Mary died of an aneurysm a year and a half later. She drew her last breaths standing in my grandmother’s kitchen before crumpling to the floor. I didn’t hear about it until almost a month after it happened. I wept for her, wishing someone had told me sooner, wishing I’d found a way to explain to her that I hadn’t wanted Nate to leave either. And I wished I’d gone to the funeral. Because I loved her, and because I would have seen him. Even through the gray screen of his grief and mine, I would have seen him.
CHAPTER 16
Seven days after graduation, I am headed to the beach, and not a moment too soon. If I have to endure one more endless tea at the club, or one more ribbing about Ethan from my mother’s friends, I am going to explode.
“You and Ethan were sooooo cute together last weekend,” my mother giggles as we drive.
“Mom, stop,” I warn.
She frowns at me. “You’ve been dating him for three months! Your father and I were married in that length of time.”
“Times have changed, Mom. I’m not a war bride.”
She bristles. “I was not a war bride! Vietnam ended 15 years before I met your father.”
“Just ease up,” I say. “I don’t know that I even want to get married. I’ve got to get through law school first anyway.”
“I don’t get the sense that Ethan wants to wait that long,” she says.
“Well, it’s not his decision.”
“You might get pregnant.”
“Jesus, Mom. You actually sound hopeful.”
“I want grandkids!” she cries. “So sue me!”
I look out the window and ignore her. As annoying as the whole conversation has been, it’s a distraction.
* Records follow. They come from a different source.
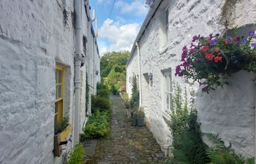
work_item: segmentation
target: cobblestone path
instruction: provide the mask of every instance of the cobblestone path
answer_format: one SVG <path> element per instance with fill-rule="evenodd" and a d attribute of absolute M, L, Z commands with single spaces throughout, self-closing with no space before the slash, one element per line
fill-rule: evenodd
<path fill-rule="evenodd" d="M 98 141 L 95 154 L 86 164 L 159 164 L 162 153 L 151 133 L 145 127 L 132 127 L 124 101 L 112 95 L 110 139 Z"/>

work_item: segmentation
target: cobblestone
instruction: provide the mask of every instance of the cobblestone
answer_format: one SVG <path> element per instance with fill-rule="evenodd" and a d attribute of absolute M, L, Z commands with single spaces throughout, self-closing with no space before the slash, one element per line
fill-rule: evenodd
<path fill-rule="evenodd" d="M 162 153 L 151 133 L 145 127 L 131 126 L 124 101 L 112 95 L 111 136 L 97 142 L 95 154 L 86 164 L 161 164 Z"/>

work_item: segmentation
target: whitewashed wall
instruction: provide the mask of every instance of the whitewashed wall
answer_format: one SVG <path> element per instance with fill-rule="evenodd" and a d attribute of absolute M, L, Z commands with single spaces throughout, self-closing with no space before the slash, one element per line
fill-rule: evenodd
<path fill-rule="evenodd" d="M 232 11 L 229 28 L 256 23 L 256 1 L 244 1 Z M 207 36 L 220 33 L 225 28 L 218 23 L 222 1 L 164 1 L 143 34 L 140 47 L 142 100 L 147 125 L 162 148 L 171 141 L 170 131 L 163 113 L 163 74 L 161 71 L 171 69 L 173 84 L 178 83 L 187 91 L 195 90 L 195 106 L 198 110 L 202 130 L 219 133 L 234 149 L 246 155 L 254 155 L 255 143 L 255 75 L 238 72 L 230 79 L 230 85 L 222 89 L 202 93 L 197 85 L 174 76 L 176 66 L 181 59 L 182 47 L 189 45 L 194 35 Z M 169 40 L 162 44 L 164 9 L 169 7 Z M 255 30 L 255 27 L 252 27 Z M 127 65 L 127 93 L 131 95 L 129 79 L 132 72 L 138 74 L 136 50 Z M 143 74 L 152 73 L 153 82 L 148 83 Z M 245 153 L 244 152 L 246 153 Z"/>
<path fill-rule="evenodd" d="M 62 157 L 54 157 L 53 153 L 55 67 L 56 63 L 65 67 L 64 112 L 72 123 L 75 32 L 72 18 L 73 5 L 74 0 L 0 0 L 1 164 L 61 163 Z M 88 36 L 91 27 L 83 6 L 82 8 L 83 33 Z M 64 9 L 67 19 L 64 18 Z M 86 53 L 90 53 L 90 50 Z M 80 130 L 86 115 L 86 71 L 83 67 Z M 67 147 L 72 145 L 69 142 Z"/>

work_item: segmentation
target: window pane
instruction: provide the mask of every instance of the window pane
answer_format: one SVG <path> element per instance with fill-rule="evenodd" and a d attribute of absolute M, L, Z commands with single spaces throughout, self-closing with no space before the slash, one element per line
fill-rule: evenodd
<path fill-rule="evenodd" d="M 169 94 L 166 93 L 166 109 L 170 109 Z"/>
<path fill-rule="evenodd" d="M 168 80 L 168 77 L 167 76 L 165 76 L 165 92 L 168 92 L 169 90 L 169 80 Z"/>
<path fill-rule="evenodd" d="M 57 74 L 58 74 L 58 71 L 57 70 L 55 70 L 55 83 L 57 83 Z"/>
<path fill-rule="evenodd" d="M 58 103 L 55 104 L 55 113 L 58 113 Z"/>
<path fill-rule="evenodd" d="M 58 85 L 58 98 L 62 98 L 61 85 Z"/>
<path fill-rule="evenodd" d="M 172 92 L 172 77 L 169 75 L 169 92 Z"/>
<path fill-rule="evenodd" d="M 58 85 L 56 86 L 56 99 L 58 99 Z"/>
<path fill-rule="evenodd" d="M 61 82 L 62 82 L 62 71 L 61 71 L 61 70 L 59 70 L 58 71 L 59 71 L 59 83 L 61 83 Z"/>
<path fill-rule="evenodd" d="M 165 10 L 165 27 L 168 24 L 169 9 Z"/>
Because it’s been five years, and I should really not be thinking about Nate anymore.
But I can’t seem to think about anything else.
**
It’s dusk when I arrive at the beach house. We enter the back door and I smile tentatively at the staff. I’m used to Mary. It’s odd seeing strangers in the kitchen, although it’s me who’s been gone, so I guess I’m the stranger.
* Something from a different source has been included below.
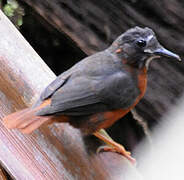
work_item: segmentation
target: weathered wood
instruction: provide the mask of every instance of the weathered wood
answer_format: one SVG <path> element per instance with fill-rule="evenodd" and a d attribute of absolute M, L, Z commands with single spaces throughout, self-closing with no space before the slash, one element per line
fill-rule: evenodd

My grandmother enfolds me in her arms, smelling of soap and Chanel #5 and some kind of odd baby powder that only old people seem to use, and for a moment it’s as if I never left.
She’s smaller, shrinking, I realize as she hugs me. I feel a pang of guilt. The shrinking is a sign, a way she is beginning to tell me goodbye. And I’ve spent five years not saying goodbye back to her.
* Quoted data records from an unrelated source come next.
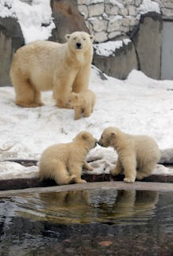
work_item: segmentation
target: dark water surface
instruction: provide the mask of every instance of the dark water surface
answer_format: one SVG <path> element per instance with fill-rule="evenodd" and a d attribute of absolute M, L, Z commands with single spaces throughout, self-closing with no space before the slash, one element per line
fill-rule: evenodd
<path fill-rule="evenodd" d="M 173 192 L 0 197 L 0 255 L 173 255 Z"/>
“My God, look at you Maura! What a beauty you became!”
She talks about me in the past tense, like she is narrating a story.
“And you and Ethan finally got together. I knew it would happen eventually.” I wonder how she knew this. I never showed a moment’s interest in Ethan, aside from trying to dodge the bra snaps and wedgies and general abuse you endure at the hands of your older brother’s friends.
It’s strange here, without Mary. She was unobtrusive, and yet without her the house is empty. Like my grandmother, it seems to be withering, shrinking. Saying goodbye.
With his mother gone, there’s no reason for Nate to come back. He must have finished school by now. Why would he ever come back to Paradise Cove, where, no matter who he becomes or what he does he’ll always be a second-class citizen?